# Good road route from Denver to Boulder, CO??



## RUFUSPHOTO (Oct 14, 2010)

Anyone here have a good route from Denver to Boulder? Looking to not go through Golden and then ride 93 the whole way as I don't trust that road too much.

I want to use it as a training ride and not some afternoon jaunt.


----------



## OldChipper (May 15, 2011)

There really isn't one on the west side of town that I consider truly "safe" the whole way. I've been road riding in the Denver/Boulder area for over 20 years and can't believe they've never added a decent shoulder to either 93 or Indiana despite several re-pavings of both.
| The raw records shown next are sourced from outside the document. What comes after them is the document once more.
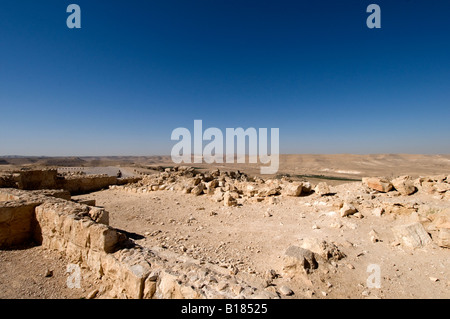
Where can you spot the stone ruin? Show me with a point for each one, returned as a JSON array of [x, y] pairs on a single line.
[[81, 233]]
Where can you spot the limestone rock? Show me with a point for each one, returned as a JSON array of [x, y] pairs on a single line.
[[293, 189], [229, 200], [322, 189], [297, 259], [444, 238], [328, 251], [347, 209], [198, 189], [377, 183], [412, 235]]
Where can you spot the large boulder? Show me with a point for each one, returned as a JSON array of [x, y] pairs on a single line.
[[404, 185]]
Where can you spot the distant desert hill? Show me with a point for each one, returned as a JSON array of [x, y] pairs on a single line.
[[341, 166]]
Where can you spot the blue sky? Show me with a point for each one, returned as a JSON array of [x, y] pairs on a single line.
[[137, 70]]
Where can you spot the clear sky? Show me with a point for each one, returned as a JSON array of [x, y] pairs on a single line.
[[136, 70]]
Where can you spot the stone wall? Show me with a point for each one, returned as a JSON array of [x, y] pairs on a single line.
[[81, 234], [49, 179]]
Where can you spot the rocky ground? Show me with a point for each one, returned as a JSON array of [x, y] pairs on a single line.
[[250, 226], [36, 273]]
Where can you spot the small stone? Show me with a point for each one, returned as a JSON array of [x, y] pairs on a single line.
[[92, 294], [378, 211], [285, 290]]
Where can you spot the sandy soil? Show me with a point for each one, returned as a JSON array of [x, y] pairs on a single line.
[[253, 238], [36, 273]]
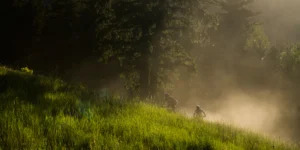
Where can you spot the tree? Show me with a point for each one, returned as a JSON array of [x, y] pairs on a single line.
[[150, 39]]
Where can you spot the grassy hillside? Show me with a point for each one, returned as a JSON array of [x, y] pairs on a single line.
[[38, 112]]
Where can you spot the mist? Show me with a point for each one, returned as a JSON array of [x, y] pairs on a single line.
[[246, 94], [280, 19]]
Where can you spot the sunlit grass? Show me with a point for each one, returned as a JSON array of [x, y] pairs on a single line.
[[43, 113]]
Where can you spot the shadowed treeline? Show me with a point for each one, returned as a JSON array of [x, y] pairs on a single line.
[[200, 51]]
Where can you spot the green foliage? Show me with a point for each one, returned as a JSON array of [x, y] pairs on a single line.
[[63, 119], [258, 41], [149, 39]]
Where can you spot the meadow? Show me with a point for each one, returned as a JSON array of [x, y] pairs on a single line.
[[39, 112]]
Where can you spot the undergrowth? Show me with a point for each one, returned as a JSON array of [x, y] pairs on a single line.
[[39, 112]]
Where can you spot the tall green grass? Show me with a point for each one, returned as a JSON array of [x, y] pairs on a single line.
[[38, 112]]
About the best way I know of is something like Indiana to 86th to Alkire to W 100th to Simms (steep hill, no shoulder, but relatively little traffic) to CO 128 then either go west to McCaslin and the several options after that (Marshall Rd, or all the way to S Boulder Rd), or go east on CO128 to 96th or 112th if you want to access the plains east of Boulder.
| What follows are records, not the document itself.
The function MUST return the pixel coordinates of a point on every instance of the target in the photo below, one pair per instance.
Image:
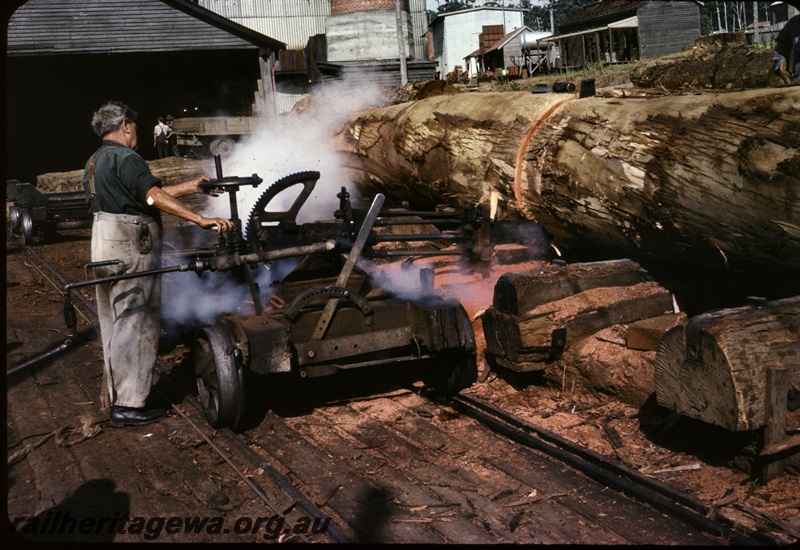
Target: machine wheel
(456, 369)
(260, 215)
(220, 377)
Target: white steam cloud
(288, 144)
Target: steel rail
(276, 477)
(600, 468)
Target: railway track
(394, 463)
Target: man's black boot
(131, 416)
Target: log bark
(569, 304)
(710, 179)
(714, 368)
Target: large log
(715, 367)
(711, 179)
(536, 314)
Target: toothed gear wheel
(259, 213)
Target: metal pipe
(422, 237)
(432, 221)
(42, 356)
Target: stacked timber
(536, 314)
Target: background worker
(172, 137)
(786, 58)
(160, 138)
(127, 201)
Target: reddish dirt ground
(689, 455)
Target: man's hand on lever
(221, 224)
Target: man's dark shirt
(788, 41)
(121, 181)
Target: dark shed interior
(65, 58)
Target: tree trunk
(714, 368)
(712, 179)
(537, 314)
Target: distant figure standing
(160, 138)
(172, 137)
(786, 58)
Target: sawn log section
(707, 179)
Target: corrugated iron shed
(601, 14)
(51, 27)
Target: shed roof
(601, 14)
(51, 27)
(440, 17)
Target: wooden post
(774, 429)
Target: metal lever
(349, 265)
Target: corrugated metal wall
(667, 27)
(294, 21)
(290, 21)
(42, 27)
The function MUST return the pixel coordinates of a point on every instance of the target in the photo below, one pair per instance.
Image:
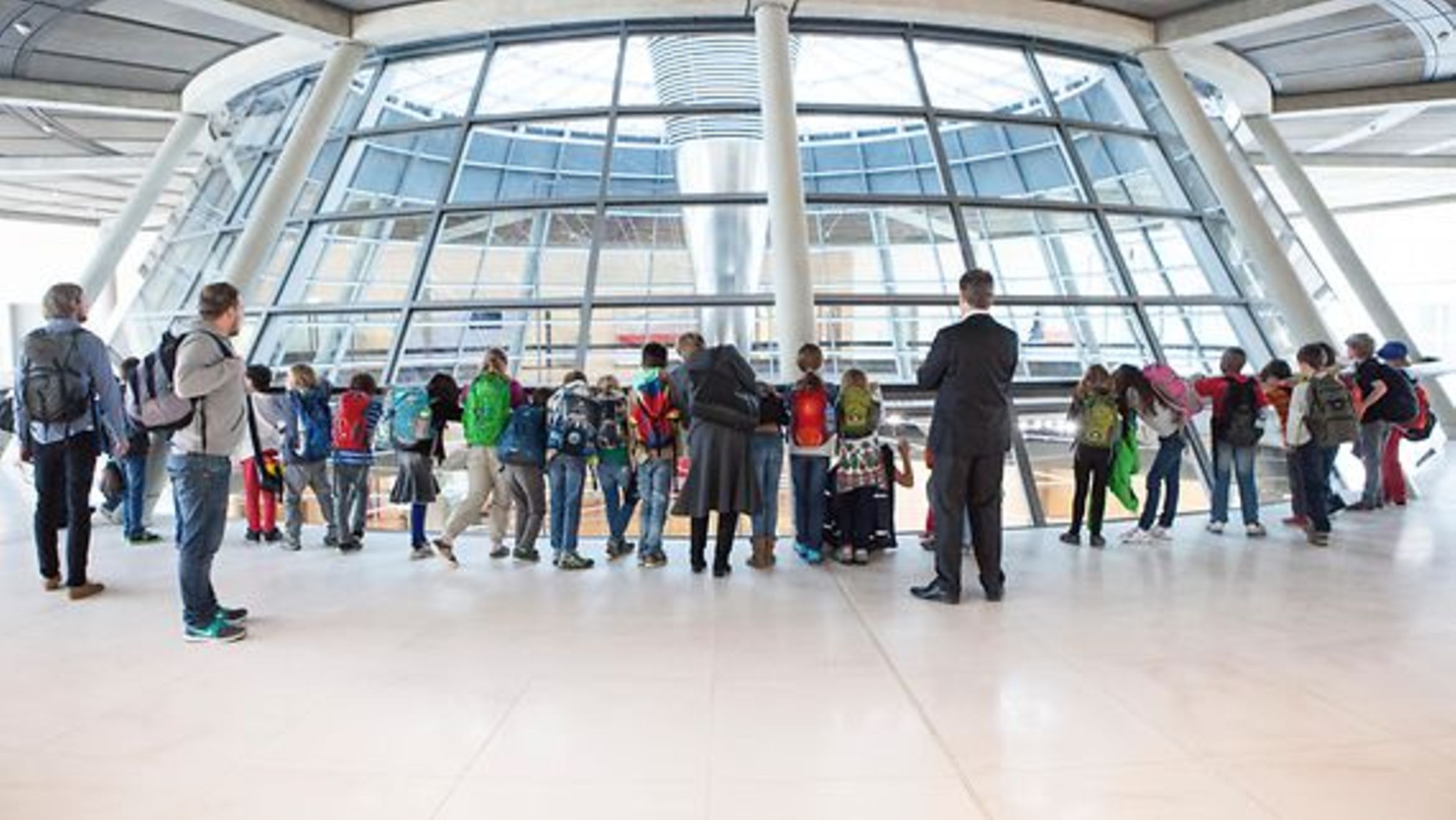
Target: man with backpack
(1321, 417)
(66, 399)
(654, 434)
(212, 378)
(1238, 412)
(1386, 399)
(487, 411)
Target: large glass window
(1008, 162)
(570, 195)
(510, 255)
(424, 89)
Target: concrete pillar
(1281, 279)
(118, 235)
(289, 174)
(788, 232)
(1388, 322)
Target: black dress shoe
(936, 592)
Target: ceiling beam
(1378, 96)
(72, 96)
(306, 19)
(1368, 161)
(1221, 22)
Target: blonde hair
(303, 378)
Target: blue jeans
(568, 477)
(1230, 462)
(200, 485)
(656, 488)
(1317, 485)
(767, 459)
(1162, 475)
(614, 480)
(134, 496)
(810, 475)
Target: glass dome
(570, 195)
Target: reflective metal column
(290, 172)
(1388, 322)
(788, 231)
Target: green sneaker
(216, 633)
(576, 561)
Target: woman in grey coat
(724, 412)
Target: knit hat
(1393, 352)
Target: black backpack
(1239, 423)
(717, 395)
(56, 391)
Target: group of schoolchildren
(534, 450)
(1320, 408)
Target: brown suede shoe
(85, 590)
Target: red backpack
(352, 423)
(808, 414)
(653, 414)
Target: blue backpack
(315, 424)
(523, 443)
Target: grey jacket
(215, 381)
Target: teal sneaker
(576, 561)
(216, 633)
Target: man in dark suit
(970, 369)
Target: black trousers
(727, 529)
(967, 483)
(63, 477)
(1090, 467)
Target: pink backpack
(1174, 391)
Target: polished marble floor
(1213, 678)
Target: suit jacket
(970, 368)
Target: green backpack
(857, 412)
(487, 410)
(1099, 423)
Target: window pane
(883, 249)
(392, 172)
(532, 161)
(1090, 91)
(348, 263)
(1015, 162)
(1043, 253)
(335, 344)
(1170, 257)
(542, 344)
(503, 255)
(644, 251)
(864, 155)
(549, 76)
(424, 89)
(1060, 341)
(1129, 171)
(854, 70)
(979, 78)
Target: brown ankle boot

The best answer IMHO however is for us to lobby heavily for a decent-width shoulder on 93 or Indiana.


----------



## Pablo (Jul 7, 2004)

You should do a search in this forum and on the mtbr Front Range forum. this question is asked quite frequently.


----------



## ridenicebike (Mar 13, 2011)

What part of town are you in. I have a pretty decent route from my shop on South Broadway to home in Broomfield. Easy to get to boulder from there. PM me or call me at Nice Bike and we can arrange a ride.


----------